R/find_beta.R

Defines functions find_normal find_cauchy find_beta2 betaprior find_beta

Documented in find_beta find_beta2 find_cauchy find_normal

#' @title Determining distribution parameters
#' @name find_beta
#'
#' @description \code{find_beta()}, \code{find_normal()} and \code{find_cauchy()} find the
#'              shape, mean and standard deviation resp. the location and scale parameters
#'              to describe the beta, normal or cauchy distribution, based on two
#'              percentiles. \code{find_beta2()} finds the shape parameters for a Beta
#'              distribution, based on a probability value and its standard error
#'              or confidence intervals.
#'
#' @param x1 Value for the first percentile.
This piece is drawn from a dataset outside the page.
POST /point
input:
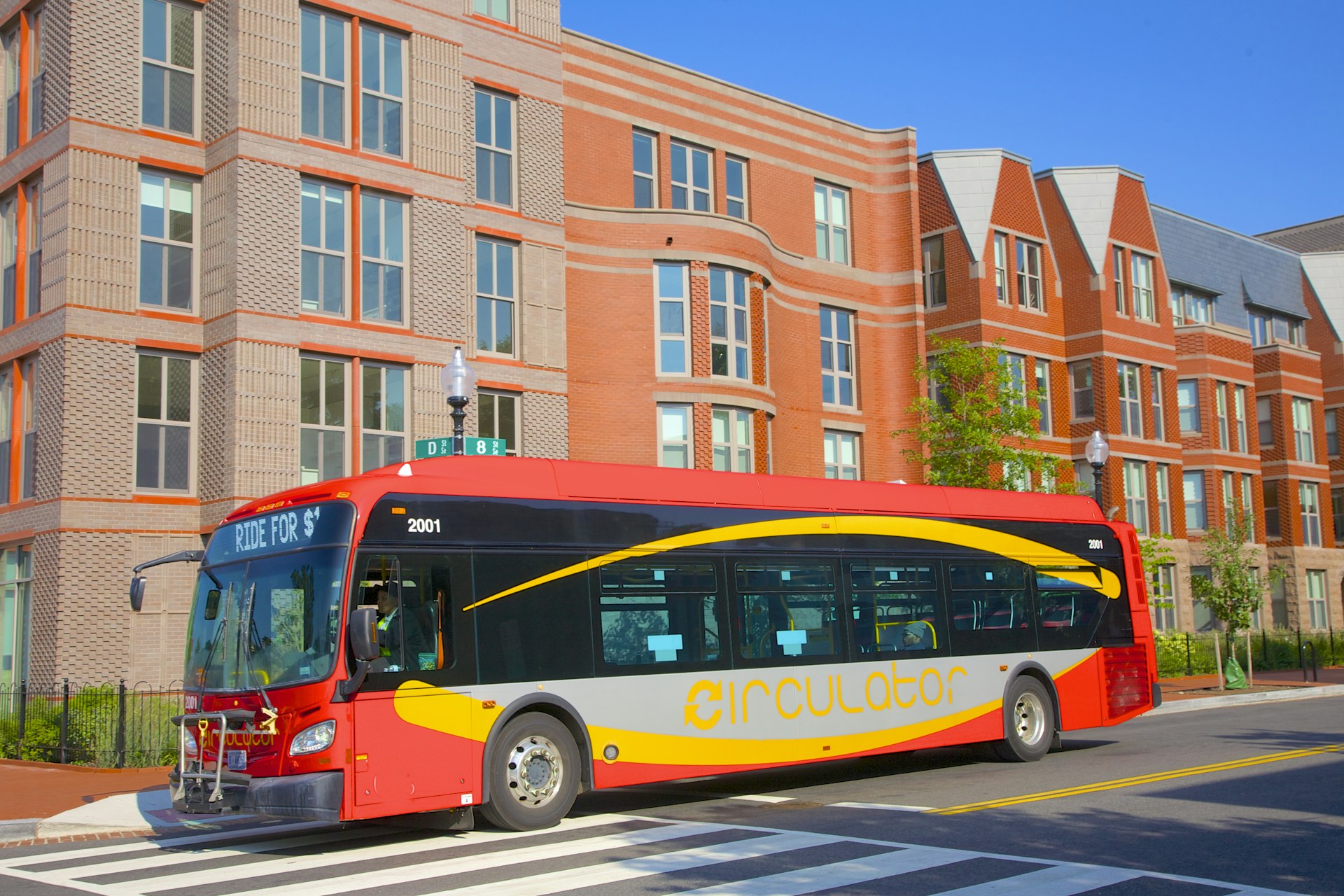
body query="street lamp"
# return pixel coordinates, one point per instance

#' @param p1 Probability of the first percentile.
#' @param x2 Value for the second percentile.
#' @param p2 Probability of the second percentile.
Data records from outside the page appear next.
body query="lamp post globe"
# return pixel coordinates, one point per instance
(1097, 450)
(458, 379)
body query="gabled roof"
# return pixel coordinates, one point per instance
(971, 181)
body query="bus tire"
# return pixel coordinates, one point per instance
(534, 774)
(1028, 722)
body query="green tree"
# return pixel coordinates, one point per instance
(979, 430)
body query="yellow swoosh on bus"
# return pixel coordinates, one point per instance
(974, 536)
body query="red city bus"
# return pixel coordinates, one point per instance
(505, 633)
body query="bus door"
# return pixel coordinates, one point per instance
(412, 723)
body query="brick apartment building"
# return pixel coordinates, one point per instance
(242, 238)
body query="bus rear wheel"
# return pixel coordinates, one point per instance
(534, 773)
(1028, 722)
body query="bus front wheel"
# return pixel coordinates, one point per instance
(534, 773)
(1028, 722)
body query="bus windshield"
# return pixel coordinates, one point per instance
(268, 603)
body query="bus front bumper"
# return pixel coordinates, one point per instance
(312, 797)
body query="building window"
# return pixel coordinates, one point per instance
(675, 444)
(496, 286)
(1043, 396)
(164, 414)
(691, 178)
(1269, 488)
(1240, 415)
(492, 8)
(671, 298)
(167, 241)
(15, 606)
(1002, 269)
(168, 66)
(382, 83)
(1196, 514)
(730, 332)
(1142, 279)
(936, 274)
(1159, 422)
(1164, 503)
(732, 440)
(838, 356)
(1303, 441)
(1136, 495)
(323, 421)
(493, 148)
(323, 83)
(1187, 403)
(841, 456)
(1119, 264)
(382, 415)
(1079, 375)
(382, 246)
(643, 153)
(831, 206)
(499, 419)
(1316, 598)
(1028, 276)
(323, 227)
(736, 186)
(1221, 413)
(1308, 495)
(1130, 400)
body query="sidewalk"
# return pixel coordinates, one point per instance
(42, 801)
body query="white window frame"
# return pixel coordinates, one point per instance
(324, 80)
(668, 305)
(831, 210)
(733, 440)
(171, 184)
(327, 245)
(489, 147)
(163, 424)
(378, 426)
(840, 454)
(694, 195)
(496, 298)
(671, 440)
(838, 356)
#' @param x Numeric, a probability value between 0 and 1. Typically indicates
#'          a prevalence rate of an outcome of interest; Or an integer value
#'          with the number of observed events. In this case, specify \code{n}
#'          to indicate the toral number of observations.
#' @param se The standard error of \code{x}. Either \code{se} or \code{ci} must
#'          be specified.
#' @param ci The upper limit of the confidence interval of \code{x}. Either
#'          \code{se} or \code{ci} must be specified.
#' @param n Numeric, number of total observations. Needs to be specified, if
#'          \code{x} is an integer (number of observed events), and no
#'          probability. See 'Examples'.
#'
#' @return A list of length two, with the two distribution parameters than can
#'         be used to define the distribution, which (best) describes
#'         the shape for the given input parameters.
#'
#' @details These functions can be used to find parameter for various distributions,
#'          to define prior probabilities for Bayesian analyses. \code{x1},
#'          \code{p1}, \code{x2} and \code{p2} are parameters that describe two
#'          quantiles. Given this knowledge, the distribution parameters are
#'          returned. \cr \cr
#'          Use \code{find_beta2()}, if the known parameters are, e.g. a prevalence
#'          rate or similar probability, and its standard deviation or confidence
#'          interval. In this case. \code{x} should be a probability,
#'          for example a prevalence rate of a certain event. \code{se} then
#'          needs to be the standard error for this probability. Alternatively,
#'          \code{ci} can be specified, which should indicate the upper limit
#'          of the confidence interval od the probability (prevalence rate) \code{x}.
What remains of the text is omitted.